Fill Power, or Fill Power rating, describes the amount of space a given weight of goose or duck down expands into at its maximum loft, creating insulation. The greater the Fill Power rating for a given temperature, the smaller the bag will compress when packed. For a closer look at the differences in down and Fill Power, check out our article Duck Down Vs Goose Down – Down Fill Power For Sleep & Outdoors.
Size & Weight
Sleeping bag temperature ratings will indicate the climates a bag will insulate against, but they don’t tell you much about the weight of a bag, or the size of the bag when packed. If two bags had a sleeping bag comfort rating of 30 °F, one was 550 Fill Power and the other 850 Fill Power, the 550 Fill Power bag would be heavier and larger when packed. In addition to fill, each additional feature a bag provides will increase its overall weight, so only selecting the most import features will help you travel lighter.

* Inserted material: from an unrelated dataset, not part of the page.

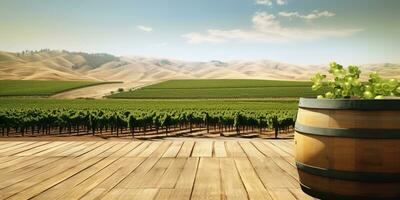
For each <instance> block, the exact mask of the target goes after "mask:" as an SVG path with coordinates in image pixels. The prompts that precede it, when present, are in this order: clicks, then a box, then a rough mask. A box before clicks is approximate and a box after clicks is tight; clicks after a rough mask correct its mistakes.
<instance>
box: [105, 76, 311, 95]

Both sleeping bag temperature ratings and sleeping bag seasons are used as guides to select the ideal sleeping bag for the climate you require, and also to suit personal preferences. A person in a sleeping bag will feel comfortable somewhere between the upper limit and the lower limit of the sleeping bag temperature ratings. Exceeding the upper limit will lead to a hot and sweaty night, and is generally not recommended. Whilst exceeding the lower limit will increase the chances that the sleeper will suffer health damage, as a result of insufficient insulation.